Bubba Wallace is facing a potential penalty later today in wake of his actions on Lap 94 of last Sunday’s South Point 400 at the Las Vegas Motor Speedway. Wallace felt wronged by Kyle Larson in the fact that he felt that Larson squeezed him into the Turn 4 wall at that moment.
Wallace said in an interview after existing the infield care center that he’s not used to racing up front but wanted to make it clear that he doesn’t lift for anyone. By not lifting, he scrapped the wall. If he had lifted like Kevin Harvick did in the same manner, he would have been fine. Instead, by scrapping the SAFER barrier, he got mad and wanted revenge.
Wallace said that his power steering went out in wake of the crash, but it looked fishy in the sense that he went from the high lane against the wall to shooting down the track to hit Larson’s right rear quarter panel and forcing the defending Cup Series champion into a crash.
The asthetics of the situation doesn’t look good. Larson admitted that if he were in Wallace’s shoes, then he’d be mad too. It’s human nature that Wallace would have the thought go through his mind to get retialiation against Larson. I mean we’ve all been there. We’ve had that person cut us off on the road or drive erratic to make us going into defensive driving mode.

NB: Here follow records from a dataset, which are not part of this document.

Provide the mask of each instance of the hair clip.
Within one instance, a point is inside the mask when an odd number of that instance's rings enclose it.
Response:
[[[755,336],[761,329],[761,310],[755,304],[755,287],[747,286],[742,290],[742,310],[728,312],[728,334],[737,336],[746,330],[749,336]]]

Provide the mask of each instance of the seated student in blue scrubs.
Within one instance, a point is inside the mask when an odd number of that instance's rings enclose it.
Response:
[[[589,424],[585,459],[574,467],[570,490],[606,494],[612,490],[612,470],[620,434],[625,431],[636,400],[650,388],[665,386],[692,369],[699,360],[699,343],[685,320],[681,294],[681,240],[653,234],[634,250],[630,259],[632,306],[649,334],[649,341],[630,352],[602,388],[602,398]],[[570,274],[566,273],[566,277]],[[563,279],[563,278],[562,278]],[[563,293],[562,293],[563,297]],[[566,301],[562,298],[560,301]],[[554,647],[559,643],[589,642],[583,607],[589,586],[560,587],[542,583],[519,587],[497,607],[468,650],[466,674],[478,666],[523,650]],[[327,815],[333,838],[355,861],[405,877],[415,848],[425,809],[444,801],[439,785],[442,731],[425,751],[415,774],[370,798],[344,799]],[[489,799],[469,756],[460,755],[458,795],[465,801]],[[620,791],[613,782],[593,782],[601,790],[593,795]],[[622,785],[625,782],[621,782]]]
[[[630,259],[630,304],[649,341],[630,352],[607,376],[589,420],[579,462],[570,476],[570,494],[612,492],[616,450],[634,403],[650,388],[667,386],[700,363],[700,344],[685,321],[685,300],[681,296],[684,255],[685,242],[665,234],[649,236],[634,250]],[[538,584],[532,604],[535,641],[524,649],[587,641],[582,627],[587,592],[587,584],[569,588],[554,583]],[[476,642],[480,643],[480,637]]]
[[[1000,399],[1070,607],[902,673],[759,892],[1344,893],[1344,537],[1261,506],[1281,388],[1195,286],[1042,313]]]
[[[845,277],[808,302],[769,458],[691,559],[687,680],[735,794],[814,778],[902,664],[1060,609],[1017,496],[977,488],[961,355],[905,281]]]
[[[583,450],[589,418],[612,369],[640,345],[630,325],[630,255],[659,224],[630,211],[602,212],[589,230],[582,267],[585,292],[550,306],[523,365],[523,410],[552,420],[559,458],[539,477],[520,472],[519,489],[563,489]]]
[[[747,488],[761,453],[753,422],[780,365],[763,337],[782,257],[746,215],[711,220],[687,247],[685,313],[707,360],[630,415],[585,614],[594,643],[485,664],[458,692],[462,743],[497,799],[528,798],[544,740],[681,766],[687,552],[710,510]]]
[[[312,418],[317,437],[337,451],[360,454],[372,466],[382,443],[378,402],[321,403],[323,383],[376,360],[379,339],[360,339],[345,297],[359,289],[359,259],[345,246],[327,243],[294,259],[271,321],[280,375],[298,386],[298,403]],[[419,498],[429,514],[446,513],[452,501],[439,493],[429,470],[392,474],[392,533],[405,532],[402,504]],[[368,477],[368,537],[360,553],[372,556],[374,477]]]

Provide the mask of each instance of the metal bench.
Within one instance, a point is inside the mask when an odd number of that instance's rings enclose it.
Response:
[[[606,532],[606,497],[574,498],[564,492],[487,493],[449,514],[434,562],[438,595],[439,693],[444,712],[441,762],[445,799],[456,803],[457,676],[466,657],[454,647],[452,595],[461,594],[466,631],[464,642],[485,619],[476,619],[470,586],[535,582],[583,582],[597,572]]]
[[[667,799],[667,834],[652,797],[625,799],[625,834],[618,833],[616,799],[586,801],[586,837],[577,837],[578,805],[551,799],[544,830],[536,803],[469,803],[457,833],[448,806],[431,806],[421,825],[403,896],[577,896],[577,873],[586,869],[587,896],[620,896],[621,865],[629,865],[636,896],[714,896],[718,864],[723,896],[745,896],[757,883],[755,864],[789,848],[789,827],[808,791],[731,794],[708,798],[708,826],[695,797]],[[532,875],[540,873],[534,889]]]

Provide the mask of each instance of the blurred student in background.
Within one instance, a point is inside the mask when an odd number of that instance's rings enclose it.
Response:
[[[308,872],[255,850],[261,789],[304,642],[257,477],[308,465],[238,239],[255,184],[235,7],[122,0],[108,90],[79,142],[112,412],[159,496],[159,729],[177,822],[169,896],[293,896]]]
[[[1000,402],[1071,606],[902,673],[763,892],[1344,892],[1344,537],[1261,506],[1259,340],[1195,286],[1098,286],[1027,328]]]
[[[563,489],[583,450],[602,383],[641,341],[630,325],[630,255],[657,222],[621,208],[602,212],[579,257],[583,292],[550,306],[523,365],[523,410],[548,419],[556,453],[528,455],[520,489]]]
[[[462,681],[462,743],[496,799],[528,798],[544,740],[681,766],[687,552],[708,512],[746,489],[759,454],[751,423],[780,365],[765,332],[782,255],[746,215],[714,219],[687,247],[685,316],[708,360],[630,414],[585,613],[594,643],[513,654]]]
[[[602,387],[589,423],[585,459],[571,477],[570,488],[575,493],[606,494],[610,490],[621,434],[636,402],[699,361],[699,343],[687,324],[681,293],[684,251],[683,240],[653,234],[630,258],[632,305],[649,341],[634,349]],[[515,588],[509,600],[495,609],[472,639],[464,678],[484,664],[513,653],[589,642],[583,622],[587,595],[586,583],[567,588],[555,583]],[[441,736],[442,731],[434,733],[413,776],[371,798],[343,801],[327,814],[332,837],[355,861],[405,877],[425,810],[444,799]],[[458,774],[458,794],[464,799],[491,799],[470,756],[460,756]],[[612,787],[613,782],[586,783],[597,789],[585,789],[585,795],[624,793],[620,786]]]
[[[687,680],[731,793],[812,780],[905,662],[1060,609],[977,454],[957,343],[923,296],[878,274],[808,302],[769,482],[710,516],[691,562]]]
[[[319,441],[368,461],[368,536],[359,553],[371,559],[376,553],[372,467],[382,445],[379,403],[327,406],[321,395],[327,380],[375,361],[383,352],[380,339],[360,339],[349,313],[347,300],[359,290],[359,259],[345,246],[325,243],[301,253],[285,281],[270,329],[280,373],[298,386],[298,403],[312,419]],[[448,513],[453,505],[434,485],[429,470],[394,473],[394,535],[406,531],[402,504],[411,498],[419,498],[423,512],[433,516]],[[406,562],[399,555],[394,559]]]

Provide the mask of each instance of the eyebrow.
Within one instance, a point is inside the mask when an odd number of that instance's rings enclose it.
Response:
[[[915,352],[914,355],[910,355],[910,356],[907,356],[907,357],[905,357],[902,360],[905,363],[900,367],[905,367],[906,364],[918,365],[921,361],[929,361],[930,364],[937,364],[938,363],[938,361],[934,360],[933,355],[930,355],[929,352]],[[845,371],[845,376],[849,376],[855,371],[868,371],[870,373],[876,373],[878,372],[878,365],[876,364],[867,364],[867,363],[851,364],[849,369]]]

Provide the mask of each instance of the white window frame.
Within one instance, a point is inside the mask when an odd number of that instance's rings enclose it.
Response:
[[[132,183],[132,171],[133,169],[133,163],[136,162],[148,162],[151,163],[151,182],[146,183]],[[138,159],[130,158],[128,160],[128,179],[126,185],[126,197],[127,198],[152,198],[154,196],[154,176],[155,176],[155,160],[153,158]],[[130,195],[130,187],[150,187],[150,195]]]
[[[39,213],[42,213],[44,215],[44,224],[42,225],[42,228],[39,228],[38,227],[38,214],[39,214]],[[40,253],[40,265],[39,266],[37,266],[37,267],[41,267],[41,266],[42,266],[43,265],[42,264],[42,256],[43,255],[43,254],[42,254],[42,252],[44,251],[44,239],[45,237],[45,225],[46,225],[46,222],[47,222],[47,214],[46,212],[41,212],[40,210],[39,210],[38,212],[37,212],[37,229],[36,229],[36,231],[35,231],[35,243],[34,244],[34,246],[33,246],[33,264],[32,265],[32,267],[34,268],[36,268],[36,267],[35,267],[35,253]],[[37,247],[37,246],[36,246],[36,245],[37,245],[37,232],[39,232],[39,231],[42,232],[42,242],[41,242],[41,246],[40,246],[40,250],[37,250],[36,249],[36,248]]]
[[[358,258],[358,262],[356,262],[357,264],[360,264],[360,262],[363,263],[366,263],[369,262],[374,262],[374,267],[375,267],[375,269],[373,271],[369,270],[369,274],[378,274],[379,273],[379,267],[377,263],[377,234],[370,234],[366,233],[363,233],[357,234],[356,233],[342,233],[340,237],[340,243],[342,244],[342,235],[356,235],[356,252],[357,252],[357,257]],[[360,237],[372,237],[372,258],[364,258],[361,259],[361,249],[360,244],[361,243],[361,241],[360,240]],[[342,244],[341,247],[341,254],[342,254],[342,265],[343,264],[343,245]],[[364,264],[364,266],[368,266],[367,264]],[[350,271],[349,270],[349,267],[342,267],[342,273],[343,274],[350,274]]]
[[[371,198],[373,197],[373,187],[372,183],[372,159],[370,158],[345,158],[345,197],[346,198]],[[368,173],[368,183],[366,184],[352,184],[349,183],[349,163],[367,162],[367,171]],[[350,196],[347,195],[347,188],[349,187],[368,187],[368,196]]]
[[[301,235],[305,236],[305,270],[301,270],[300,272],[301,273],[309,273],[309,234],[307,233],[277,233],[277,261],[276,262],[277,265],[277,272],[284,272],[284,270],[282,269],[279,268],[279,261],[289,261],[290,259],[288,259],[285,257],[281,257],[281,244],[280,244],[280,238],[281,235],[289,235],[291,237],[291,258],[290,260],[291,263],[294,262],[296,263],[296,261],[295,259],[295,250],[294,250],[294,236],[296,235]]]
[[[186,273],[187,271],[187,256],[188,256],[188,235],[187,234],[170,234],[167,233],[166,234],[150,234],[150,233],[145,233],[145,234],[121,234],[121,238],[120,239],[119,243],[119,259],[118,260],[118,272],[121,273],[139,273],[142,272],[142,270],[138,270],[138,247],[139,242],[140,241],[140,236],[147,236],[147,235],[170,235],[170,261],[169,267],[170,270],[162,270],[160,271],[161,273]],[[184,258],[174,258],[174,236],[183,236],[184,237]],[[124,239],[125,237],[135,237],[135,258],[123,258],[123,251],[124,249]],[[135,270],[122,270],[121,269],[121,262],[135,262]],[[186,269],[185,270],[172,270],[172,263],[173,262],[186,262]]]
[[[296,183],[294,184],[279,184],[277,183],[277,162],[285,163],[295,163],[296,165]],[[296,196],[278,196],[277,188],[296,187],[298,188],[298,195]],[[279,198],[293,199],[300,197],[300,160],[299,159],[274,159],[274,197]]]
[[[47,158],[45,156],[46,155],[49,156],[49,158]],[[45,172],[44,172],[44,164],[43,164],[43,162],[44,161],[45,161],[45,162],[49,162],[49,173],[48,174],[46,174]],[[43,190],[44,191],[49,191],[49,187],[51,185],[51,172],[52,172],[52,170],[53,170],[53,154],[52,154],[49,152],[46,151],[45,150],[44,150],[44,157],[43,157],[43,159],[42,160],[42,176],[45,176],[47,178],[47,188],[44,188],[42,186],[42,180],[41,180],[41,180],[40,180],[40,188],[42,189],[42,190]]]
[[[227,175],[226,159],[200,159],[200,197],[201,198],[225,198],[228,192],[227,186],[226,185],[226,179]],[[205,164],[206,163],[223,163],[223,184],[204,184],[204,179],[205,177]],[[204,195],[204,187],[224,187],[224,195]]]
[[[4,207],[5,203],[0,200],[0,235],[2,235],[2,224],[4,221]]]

However, you should never use your car as a weapon, especially at these speeds that these cars are turning. Especially with the safety scenario that we’re under being under a microscope too.
11 years ago on Sunday, to the date, the NTT INDYCAR Series lost Dan Wheldon in a frightening crash in Turn 2. With safety being on the forefront and focus of this Next Gen now, even seeing NASCAR conduct another 75 minute long meeting with the competitors on Saturday to go over the slides on how they’ll improve this car for 2023, then later seeing Wallace’s teammate Kurt Busch announce he’s stepping away from the sport on a full-time basis to get right which was also a few days after Larson’s teammate announced that he’d miss at least the next 3 weeks due to a concussion from Texas, he purposely spun a competitor in a dangerous area of the track.
Luckily Larson got out and walked away, or at least tried to. Wallace couldn’t let it go. If wrecking a driver with a family wasn’t bad enough, he went over to confront him and pushed him several times.
That stepped over the line which sparked Wallace to issue an apology on his social media channels on Monday night.
His peers took notice and have been against his moves. Joey Logano made his weekly appearance on SiriusXM NASCAR Radio on Tuesday and took a strong stance against what Wallace did.
“Retaliation is not okay in the way it happened,” Logano said. “If he spun him to the infield, maybe it’s a little better, but right-rear hooking someone in the dogleg is not okay. I don’t know if everyone realizes how bad that could have been. That could have been the end of Kyle Larson’s career. That to me was what was on the line. Or his life. That is the worst spot to get right-rear hooked into a corner.
“He (Larson) might have flush-hit that thing in the side and game over. There’s no room for that. You can’t do that. If it’s under caution and you’re banging doors, I don’t know that that’s okay, but at least you’re not putting someone’s life at risk. I don’t like using cars for a weapon. Just get out and fight him. That’s fine if that’s what you really want to do and that’s how you want to handle it.
“You can make someone’s life hell if you want to racing them, but do i think just straight up splashing them into the wall is okay, no, because the consequences are way bigger than just a race. and you’ll live with regret the rest of your life. That’s the bottom line. If you seriously injure somebody in retaliation for something that wasn’t huge, I don’t think you can live with yourself after that. I don’t want to take that risk.”